Les femmes leaders sont des actrices clés dans la résolution des conflits dans le monde. Grâce à leur capacité à mettre en avant des solutions inclusives, elles contribuent à bâtir des sociétés plus résilientes et équitables. Premières dames, premières ministres ainsi que diplomates ont su  impulser  des dynamiques de paix, de réconciliation de transition et de stabilité, a indiqué la représentante de l’Unesco en République du Congo, Fatimata Barry Marega.

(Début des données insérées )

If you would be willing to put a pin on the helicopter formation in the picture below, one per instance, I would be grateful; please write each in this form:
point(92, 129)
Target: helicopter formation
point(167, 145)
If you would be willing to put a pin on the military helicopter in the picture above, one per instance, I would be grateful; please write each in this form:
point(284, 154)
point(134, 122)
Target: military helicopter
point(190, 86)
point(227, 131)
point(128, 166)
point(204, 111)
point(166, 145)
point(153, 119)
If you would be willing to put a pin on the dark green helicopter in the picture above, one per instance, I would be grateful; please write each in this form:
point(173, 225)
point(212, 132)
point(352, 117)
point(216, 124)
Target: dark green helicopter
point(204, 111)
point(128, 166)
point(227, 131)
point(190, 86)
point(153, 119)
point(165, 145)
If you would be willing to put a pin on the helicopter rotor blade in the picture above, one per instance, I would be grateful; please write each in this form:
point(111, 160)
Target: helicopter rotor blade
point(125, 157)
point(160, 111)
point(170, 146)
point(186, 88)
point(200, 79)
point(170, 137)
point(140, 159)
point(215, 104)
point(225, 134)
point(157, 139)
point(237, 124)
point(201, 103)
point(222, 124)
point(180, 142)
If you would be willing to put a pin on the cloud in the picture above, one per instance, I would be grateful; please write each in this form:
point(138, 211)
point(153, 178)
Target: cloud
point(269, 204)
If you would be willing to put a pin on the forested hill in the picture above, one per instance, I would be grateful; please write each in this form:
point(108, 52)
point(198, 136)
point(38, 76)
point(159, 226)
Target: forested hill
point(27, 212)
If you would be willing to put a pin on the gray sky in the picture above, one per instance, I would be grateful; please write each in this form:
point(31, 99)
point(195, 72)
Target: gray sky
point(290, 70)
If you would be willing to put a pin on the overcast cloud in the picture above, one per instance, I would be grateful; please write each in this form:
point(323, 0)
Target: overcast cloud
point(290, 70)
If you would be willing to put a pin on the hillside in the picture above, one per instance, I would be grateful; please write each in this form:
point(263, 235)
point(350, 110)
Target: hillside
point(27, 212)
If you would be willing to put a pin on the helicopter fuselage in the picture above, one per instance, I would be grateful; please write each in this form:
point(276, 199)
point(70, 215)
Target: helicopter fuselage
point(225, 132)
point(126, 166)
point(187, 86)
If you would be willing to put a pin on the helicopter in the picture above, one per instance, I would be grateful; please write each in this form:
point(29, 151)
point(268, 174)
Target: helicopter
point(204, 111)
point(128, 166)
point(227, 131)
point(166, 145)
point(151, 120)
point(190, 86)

S’appuyant sur ’La Résolution 1325 du Conseil de sécurité des Nations unies’’, la diplomate onusienne a mis en évidence les actions du leadership féminin dans les processus de paix et de réconciliation, particulièrement en Ethiopie, au Liberia et en République centrafricaine. Elle a aussi salué l’implication des premières dames africaines dans des initiatives sanitaires et sociales, notamment dans la lutte contre la drépanocytose, le VIH/SIDA et pour leurs efforts en faveur de l’autonomisation des femmes.

Interviewée par l’Aci à l’occasion de la commémoration de la Journée internationale des femmes en diplomatie, Fatimata Barry Marega, a affirmé que le leadership féminin, fondée sur une approche d’écoute, d’inclusion et de coopération, a permis de relever les grands défis de l’humanité, entre autres, dans les domaines de l’éducation, la science et la culture.

Les femmes diplomates ont su intégrer des perspectives innovantes

« Les femmes diplomates ont souvent joué un rôle moteur pour promouvoir l’accès à l’éducation pour toutes et tous, lutter contre les violences faites aux femmes et préserver le patrimoine culturel, matériel ou immatériel. Elles ont également su intégrer des perspectives innovantes et inclusives dans les discussions internationales, en faisant entendre la voix des plus vulnérables, notamment des femmes et des filles », a-t-elle souligné.

Egalité des genres au sein de l’Unesco

Concernant l’égalité des sexes, l’Unesco fait de cette question une priorité globale, intégrée dans tous ses programmes et projets. Des efforts sont encore nécessaires pour garantir la parité à tous les niveaux hiérarchiques. «Il est essentiel de créer un environnement propice à l’émergence et à l’épanouissement des femmes dans les carrières diplomatiques et dans les instances de gouvernance».

Afin de garantir un meilleur épanouissement des femmes, la diplomate onusienne a invité le futur directeur général de cette Organisation à poursuivre les politiques favorables à la parité, à renforcer les programmes de mentorat, de formation et d’accompagnement, ainsi qu’à maintenir l’équité de genre comme une priorité transversale.

En rappel, la Journée internationale des femmes dans la diplomatie valorise la contribution de ces dernières à la construction d’un monde plus juste et inclusif.